Madonna wrote and drew the series All Over Coffee in the San Francisco Chronicle for twelve years. He has a real talent for observing and drawing the urban landscape.

If you click the pictures below you go to his web site store. Click the pictures there to see a larger version.


Sun, 06 Aug 2017
What is Life?
# 10:50 in ./books

American Pastoral
By Philip Roth

Score: 5/5

Life is just a short period of time in which you are alive

So replies Meredith "Merry" Levov to the teachers assignment that week, "What is Life?". Merry is the daughter of the Swede (so nick-named by a teacher at school) and his beautiful wife Dawn, Miss New Jersey 1949 (she hates being defined by this). In the evening, the parents laugh about their daughter's precocious intelligence but her odd unsentimentality grows in the years to come, an intellectual intensity that explodes later. America changes in the sixties and so does their daughter; and their world comes tumbling down.

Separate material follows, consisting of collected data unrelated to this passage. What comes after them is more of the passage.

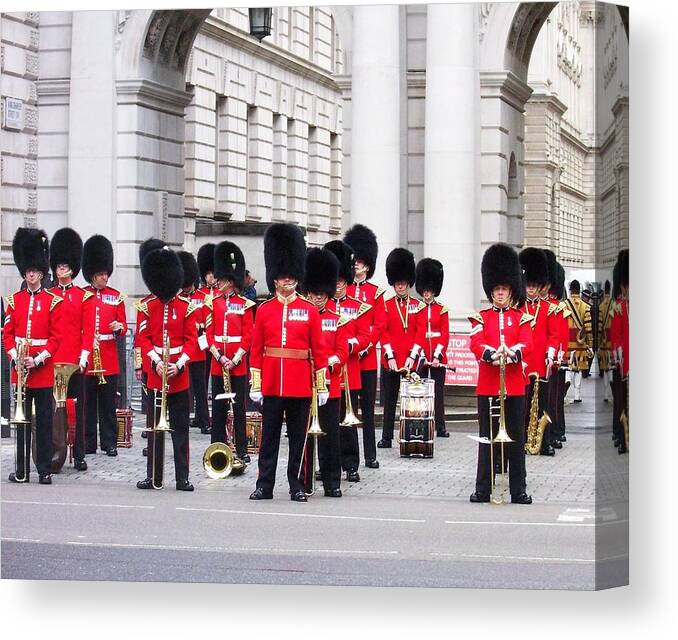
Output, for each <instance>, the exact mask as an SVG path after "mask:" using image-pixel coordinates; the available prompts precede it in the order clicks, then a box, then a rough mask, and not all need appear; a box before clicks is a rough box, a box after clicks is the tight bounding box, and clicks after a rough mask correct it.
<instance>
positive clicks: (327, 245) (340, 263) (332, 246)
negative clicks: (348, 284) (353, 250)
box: [307, 240, 355, 284]
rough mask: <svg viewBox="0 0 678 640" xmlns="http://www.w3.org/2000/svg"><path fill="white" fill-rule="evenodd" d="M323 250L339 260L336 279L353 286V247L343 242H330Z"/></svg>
mask: <svg viewBox="0 0 678 640" xmlns="http://www.w3.org/2000/svg"><path fill="white" fill-rule="evenodd" d="M325 249H327V250H328V251H331V252H332V253H333V254H334V255H335V256H336V257H337V260H339V276H338V277H339V278H343V279H344V280H346V284H353V267H354V266H355V252H354V251H353V247H351V246H350V245H349V244H348V243H346V242H344V241H343V240H332V241H331V242H328V243H327V244H325ZM307 264H308V263H307Z"/></svg>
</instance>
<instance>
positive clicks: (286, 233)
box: [250, 223, 329, 502]
mask: <svg viewBox="0 0 678 640" xmlns="http://www.w3.org/2000/svg"><path fill="white" fill-rule="evenodd" d="M305 257H306V243H305V242H304V236H303V233H302V231H301V229H300V228H299V227H298V226H296V225H293V224H286V223H274V224H271V225H270V226H269V227H268V228H267V229H266V232H265V234H264V263H265V266H266V283H267V284H268V288H269V291H270V292H271V293H272V294H273V297H272V298H270V299H269V300H267V301H266V302H264V303H263V304H261V305H260V306H259V308H258V310H257V316H256V320H255V323H254V333H253V337H252V351H251V355H250V398H251V400H252V401H253V402H257V403H260V402H261V403H263V404H262V428H261V448H260V450H259V477H258V478H257V487H256V489H255V490H254V491H253V492H252V494H251V495H250V500H270V499H272V498H273V487H274V486H275V472H276V466H277V463H278V449H279V448H280V433H281V429H282V423H283V419H284V420H285V423H286V425H287V435H288V444H289V456H288V463H287V481H288V483H289V491H290V499H291V500H294V501H296V502H306V501H307V498H306V493H305V492H304V487H303V483H302V482H301V480H300V479H299V467H300V464H301V457H302V451H303V447H304V437H305V434H306V430H307V429H308V427H309V426H310V425H309V419H308V418H309V411H310V408H311V407H310V405H311V398H312V397H317V402H318V405H319V406H323V405H324V404H325V403H326V402H327V399H328V397H329V391H328V389H327V379H326V372H327V357H326V355H325V347H324V341H323V336H322V327H321V322H320V314H319V313H318V309H317V308H316V306H315V305H314V304H313V303H311V302H309V301H308V300H306V299H305V298H303V297H301V296H299V295H298V294H297V292H296V288H297V285H298V284H299V282H300V281H303V278H304V261H305Z"/></svg>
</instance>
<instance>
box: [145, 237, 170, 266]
mask: <svg viewBox="0 0 678 640" xmlns="http://www.w3.org/2000/svg"><path fill="white" fill-rule="evenodd" d="M165 246H167V243H166V242H164V241H163V240H159V239H158V238H148V240H144V241H143V242H142V243H141V244H140V245H139V264H140V265H141V263H142V262H143V261H144V258H145V257H146V256H147V255H148V254H149V253H150V252H151V251H153V250H154V249H162V248H163V247H165Z"/></svg>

Of the few fair-complexioned Jewish students in our preponderantly Jewish public high school, none possessed anything remotely like the steep-jawed insentient Viking mask of this blue-eyed blond born into our tribe as Seymour Irving Levov.

The Swede has it all and grows up in a post-war America brimming with optimism for the future; an all round athlete, good looking, ex-Marine (a drill instructor no less) but luckily misses the fighting as Japan surrenders. Laid back and comfortable in his own skin, everyone loves him. He even marries a Catholic: From Elizabeth. A shiksa. Dawn Dwyer. He'd done it. The American dream.

This novel is very funny in parts and also very moving. Much is an amazing internal struggle by Seymour Levov to understand the turn his life has taken. Roth writes an elegy almost, to an America that (sometimes literally) blew up, a Newark City that burned in riots and went down hill from there; a middle class that fled but couldn't escape the changes.

Roth beautifully evokes an old mid-20th Century "Americana", a place of growing wealth and huge aspiration. Everything is going so well, until the year 1968 and everything starts to fall apart because of Merry's cataclysmic actions. This is the power of the book; the beauty and wondrous potential so well described, colliding with the terrible fragility and reality of the world as it is. A great book and justly a Pulitzer Prize winner.


Wed, 02 Aug 2017
To Clapham We Go
# 19:45 in ./general

LARA, with whom I did a weekend painting course a while ago in their Vauxhall studios, are moving: to Clapham. This is where I live so I'll have an easy visit if I do anything like that again. A good move I'd say! A bit more to see and do around Clapham as well.

We found Clapham North to be a gem of a place: it boasts many coffee shops, bars and restaurants and is only a short walk away from both Clapham Picturehouse cinema and the vast green space of Clapham Common.